Freedman Gary M, Anderson Penny R, Li Jinsheng, Eisenberg Debra F, Hanlon Alexandra L, Wang Lu, Nicolaou Nicos
Department of Radiation Oncology, Fox Chase Cancer Center, Philadelphia, PA 19111, USA.
Am J Clin Oncol. 2006 Feb;29(1):66-70. doi: 10.1097/01.coc.0000197661.09628.03.
To determine the clinically observed incidence and severity of acute skin toxicity with breast intensity modulated radiation therapy (IMRT), and compare the results with a matched cohort of patients treated by conventional radiation therapy. Our hypothesis is that measures to decrease dose inhomogeneity within the breast and skin with IMRT will improve acute skin toxicity.
The study population consists of 73 women with early stage breast cancer treated with breast-conserving surgery and IMRT. The IMRT technique involves an iteration method for optimization to generate the IMRT plan, Monte Carlo dose calculation, and a step-and-shoot technique using multileaf collimation for beam delivery. Other aspects of the technique including the clinical definition of the clinical target volume by the physician, patient positioning, tangential beam orientation, dose and field sizes were unchanged compared conventional tangential radiation. These patients were matched one-to-one to a control group of 60 women treated with conventional photon radiation by using their bra size and chest wall separation. The study end point was acute skin toxicity.

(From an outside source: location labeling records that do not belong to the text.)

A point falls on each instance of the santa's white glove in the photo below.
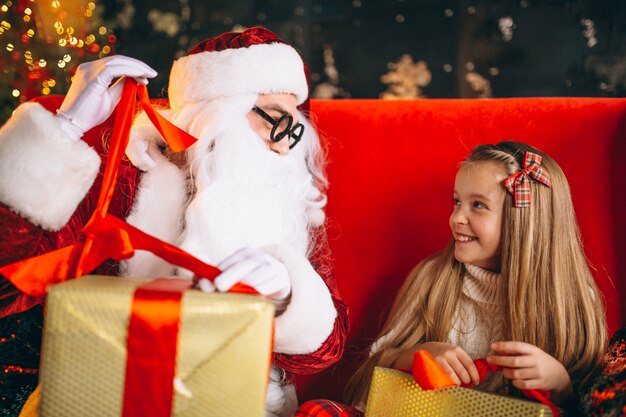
(91, 98)
(257, 269)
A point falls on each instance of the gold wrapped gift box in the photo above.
(222, 361)
(395, 393)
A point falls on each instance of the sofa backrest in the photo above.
(391, 166)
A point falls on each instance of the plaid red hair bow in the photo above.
(518, 184)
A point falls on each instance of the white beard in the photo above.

There were no observed differences in the acute toxicity based upon common terminology criteria for adverse events (CTC) for acute radiation dermatitis. There was no desquamation in 42% of IMRT patients, dry desquamation in 37% and moist desquamation in 21%. The degree of desquamation was greater for conventional patients compared with IMRT patients -52% grade 0, 10% grade 1, and 38% grade 2 (P = 0.001). Subgroup analysis showed desquamation was significantly lower with IMRT for small (P = 0.038) and large breast sizes (P = 0.037), but not medium sizes (P = 0.454). For large breast sizes, the incidence of moist desquamation grade 2 was 48% with IMRT compared with 79% in controls. Significant predictors of moist desquamation on stepwise logistic regression were use of IMRT (P = 0.0011) and breast size (P < 0.0001).

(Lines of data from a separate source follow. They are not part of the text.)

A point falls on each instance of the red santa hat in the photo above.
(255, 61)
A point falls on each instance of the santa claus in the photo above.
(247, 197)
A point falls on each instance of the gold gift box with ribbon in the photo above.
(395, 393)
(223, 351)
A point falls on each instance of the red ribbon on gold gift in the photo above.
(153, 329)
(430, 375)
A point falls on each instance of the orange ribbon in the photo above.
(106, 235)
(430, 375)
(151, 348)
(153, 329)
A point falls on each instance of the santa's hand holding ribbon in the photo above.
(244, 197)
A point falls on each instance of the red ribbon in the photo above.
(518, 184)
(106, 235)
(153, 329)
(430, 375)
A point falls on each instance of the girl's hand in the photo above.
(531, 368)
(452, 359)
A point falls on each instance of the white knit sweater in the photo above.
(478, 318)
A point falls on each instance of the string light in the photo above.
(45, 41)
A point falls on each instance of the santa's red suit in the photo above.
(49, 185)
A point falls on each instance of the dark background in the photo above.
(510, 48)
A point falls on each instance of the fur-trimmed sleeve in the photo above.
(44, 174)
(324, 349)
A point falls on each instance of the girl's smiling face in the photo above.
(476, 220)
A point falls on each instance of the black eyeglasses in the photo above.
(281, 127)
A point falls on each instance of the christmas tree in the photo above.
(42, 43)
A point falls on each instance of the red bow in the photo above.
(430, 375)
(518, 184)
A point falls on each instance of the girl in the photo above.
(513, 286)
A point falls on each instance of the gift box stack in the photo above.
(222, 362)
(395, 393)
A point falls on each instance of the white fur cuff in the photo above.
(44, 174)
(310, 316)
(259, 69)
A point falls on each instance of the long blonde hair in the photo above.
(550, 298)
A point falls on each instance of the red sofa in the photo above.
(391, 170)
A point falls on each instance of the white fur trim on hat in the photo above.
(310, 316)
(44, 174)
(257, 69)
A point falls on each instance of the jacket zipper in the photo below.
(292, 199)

IMRT is associated with a decrease in severity of acute desquamation compared with a matched control group treated with conventional radiation therapy. As with conventional radiation, breast size remains the most important prognostic factor for acute skin toxicity. The CTC grading system for acute radiation dermatitis is not sensitive when applied to modern breast cancer treatment because of its dependence of subjective rating of erythema and inability to gauge variations in desquamation. Further study of patient symptoms, quality of life, and cosmesis is needed to evaluate the benefit of IMRT for breast cancer.

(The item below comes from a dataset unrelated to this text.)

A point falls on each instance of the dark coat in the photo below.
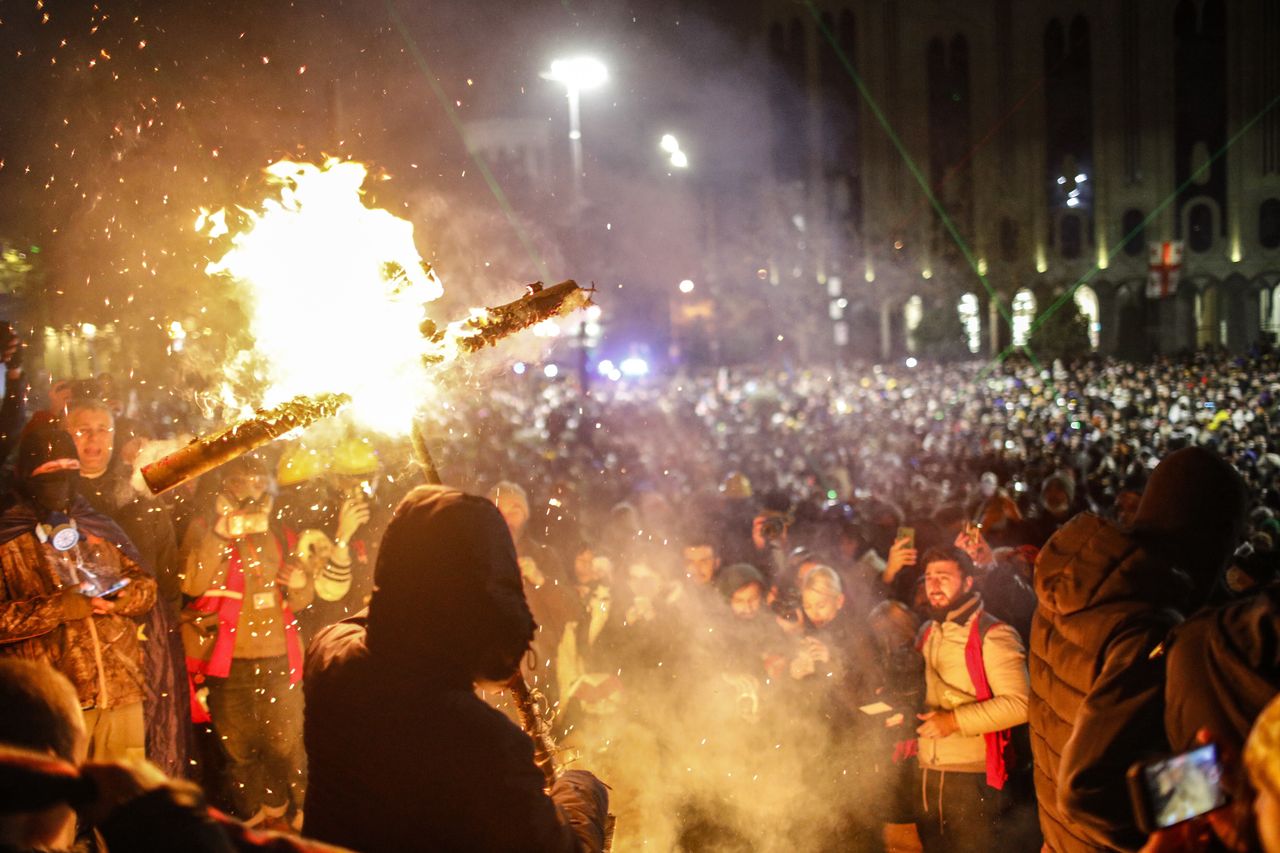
(411, 765)
(402, 755)
(1224, 667)
(1106, 606)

确定采用乳腺调强放射治疗(IMRT)时急性皮肤毒性的临床观察发病率及严重程度,并将结果与接受传统放射治疗的匹配队列患者进行比较。我们的假设是,采用IMRT降低乳腺和皮肤内剂量不均匀性的措施将改善急性皮肤毒性。
研究人群包括73例接受保乳手术和IMRT治疗的早期乳腺癌女性患者。IMRT技术包括用于优化以生成IMRT计划的迭代方法、蒙特卡罗剂量计算以及使用多叶准直器进行射束投照的步进式技术。与传统切线放射治疗相比,该技术的其他方面,包括医生对临床靶体积的临床定义、患者定位、切线射束方向、剂量和射野大小均未改变。通过胸罩尺寸和胸壁间距将这些患者与60例接受传统光子放射治疗的对照组女性患者进行一对一匹配。研究终点为急性皮肤毒性。
根据不良事件通用术语标准(CTC)对急性放射性皮炎进行评估,未观察到急性毒性存在差异。42%的IMRT患者未出现脱屑,37%为干性脱屑,21%为湿性脱屑。与IMRT患者相比,传统治疗患者的脱屑程度更高——52%为0级,10%为1级,38%为2级(P = 0.001)。亚组分析显示,对于小乳房(P = 0.038)和大乳房(P = 0.037)患者,IMRT治疗的脱屑情况显著低于传统治疗,但中等乳房患者无此差异(P = 0.454)。对于大乳房患者,IMRT治疗的2级湿性脱屑发生率为48%,而对照组为79%。逐步逻辑回归分析显示,湿性脱屑的显著预测因素为IMRT的使用(P = 0.0011)和乳房大小(P < 0.0001)。
与接受传统放射治疗的匹配对照组相比,IMRT与急性脱屑严重程度降低相关。与传统放射治疗一样,乳房大小仍然是急性皮肤毒性最重要的预后因素。急性放射性皮炎的CTC分级系统在应用于现代乳腺癌治疗时不敏感,因为它依赖于对红斑的主观评分且无法衡量脱屑的变化。需要进一步研究患者症状、生活质量和美容效果,以评估IMRT对乳腺癌的益处。